Home - Kura - Datamodel
an open-source multi-language multi-user linguistics database application
Kura is an application intended to facilitate descriptive and analytic linguistic work in the tradition described by Dixon as 'Basic Theory'. It will be a multi-user, multi-language application with facilities for linking data between languages. Since linguistic data can be available in the form of sound files, manuscript scans and textual data, Kura will be a true multi-media application. Kura will be an extensible application, based on open standards, like SQL, XML and Unicode.
The Summer Institute of Linguistics has for years provided the gratis software package Shoebox, which is a capable single-user linguistics database and analysing tool. However, this is a closed-source application that only runs on non-standard and volatile environments like Microsoft Windows and Apple Macintosh. Also from SIL is CELLAR, the Computing Environment for Linguistics, Literary and Anthropological Research. (Simons and Thomson 1998). This and related projects are described in Nerbonne (1998). Lawler and Dry (1998) give a general introduction to the subject. The Himalaya Languages Project in Leyden has started up a project similar to this at the instigation of the present author, but was unable to pursue the project due to a lack of funding.
The language of development is Python, the back-end any SQL database. The current implementation of the back-end is on MySQL, but PostgresSQL, Oracle, Sybase, DB2, mSQL or Ingres should work too, as long as there is a standard Python DB interface available. Two separate interfaces are intended: a web-server based interface and a graphical interface for the Unix KDE desktop. A modular design will facilitate the development of other interface components.
Other possible choices would have been: storing the data in an XML format (not chosen because storing the parsed data instead of the compiled data improves concurrent access: there will be a module to export the data to an XML file or a HTML file, and the KDE interface uses HTML internally to present the data), using a multi-platform interface for the gui client, such as TkInter or WxPython (the first doesn't do tables, the second uses the far from stable GTk widget set on Unix). Also, with version 2.0, Qt is well on the way to pervasive Unicode support. Due to constraints in terms of available development time and resources, writing an application in C or a C derived language such as Java is out of the question.
Python has the added advantage of being very much a language designed to be usable for the subject specialist who is not a software engineer. Linguists can use Python to add their own modules to Kura.

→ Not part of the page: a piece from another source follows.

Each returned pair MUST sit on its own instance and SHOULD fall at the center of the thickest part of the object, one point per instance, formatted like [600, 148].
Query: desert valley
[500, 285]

While the relational model SQL uses is not explicitly suited to hierarchical, ordered data, these problems can be overcome by using well-known and time-honoured design techniques.
At the present time Unicode support is not feasible yet without investing in expensive, closed-source components. However, Qt 2.0 already supports Unicode, the WChar extension package for Python provides Unicode support for Python, and the maintainer of the pyKDE/pyQT interface between Python and KDE/Qt is actively developing a version that will support Qt 2.0 and Unicode. Of the back-end servers, only PostGreSQL and Oracle are already capable of supporting Unicode text, to my current knowledge. Unicode support will be an essential feature of the finished application.

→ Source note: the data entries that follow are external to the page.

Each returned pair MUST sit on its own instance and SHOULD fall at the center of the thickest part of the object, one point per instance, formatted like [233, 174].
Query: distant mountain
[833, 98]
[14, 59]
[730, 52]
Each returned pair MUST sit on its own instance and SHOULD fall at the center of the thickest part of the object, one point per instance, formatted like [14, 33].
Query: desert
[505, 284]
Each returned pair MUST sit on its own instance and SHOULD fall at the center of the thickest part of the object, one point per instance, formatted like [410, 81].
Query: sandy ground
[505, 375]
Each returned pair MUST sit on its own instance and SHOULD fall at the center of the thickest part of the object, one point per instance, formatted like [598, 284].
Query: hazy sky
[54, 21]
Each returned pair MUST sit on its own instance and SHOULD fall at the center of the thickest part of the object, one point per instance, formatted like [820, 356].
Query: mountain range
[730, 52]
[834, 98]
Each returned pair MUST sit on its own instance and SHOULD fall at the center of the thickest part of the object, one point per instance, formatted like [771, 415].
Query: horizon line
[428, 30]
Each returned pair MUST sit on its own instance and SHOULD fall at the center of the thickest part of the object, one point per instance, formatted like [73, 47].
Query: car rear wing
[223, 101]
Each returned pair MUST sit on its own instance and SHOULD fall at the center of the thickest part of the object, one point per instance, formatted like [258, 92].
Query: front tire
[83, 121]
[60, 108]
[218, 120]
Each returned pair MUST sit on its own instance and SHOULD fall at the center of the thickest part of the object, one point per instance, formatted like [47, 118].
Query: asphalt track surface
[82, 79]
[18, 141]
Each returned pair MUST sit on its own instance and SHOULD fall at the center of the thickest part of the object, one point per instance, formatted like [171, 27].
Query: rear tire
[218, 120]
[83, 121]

At the core of the application is the raw linguistic data. True linguistic data comes in one of two forms: text and sound. Textual data can either be in the form of original manuscript data or other written materials. Sound data results from field work tapes. Together, these data constitute the corpus for a language. Attributes of this corpus are for instance: place of origin, date of origin, author, recording technique, recording or transcribing linguist. Other attributes are possible.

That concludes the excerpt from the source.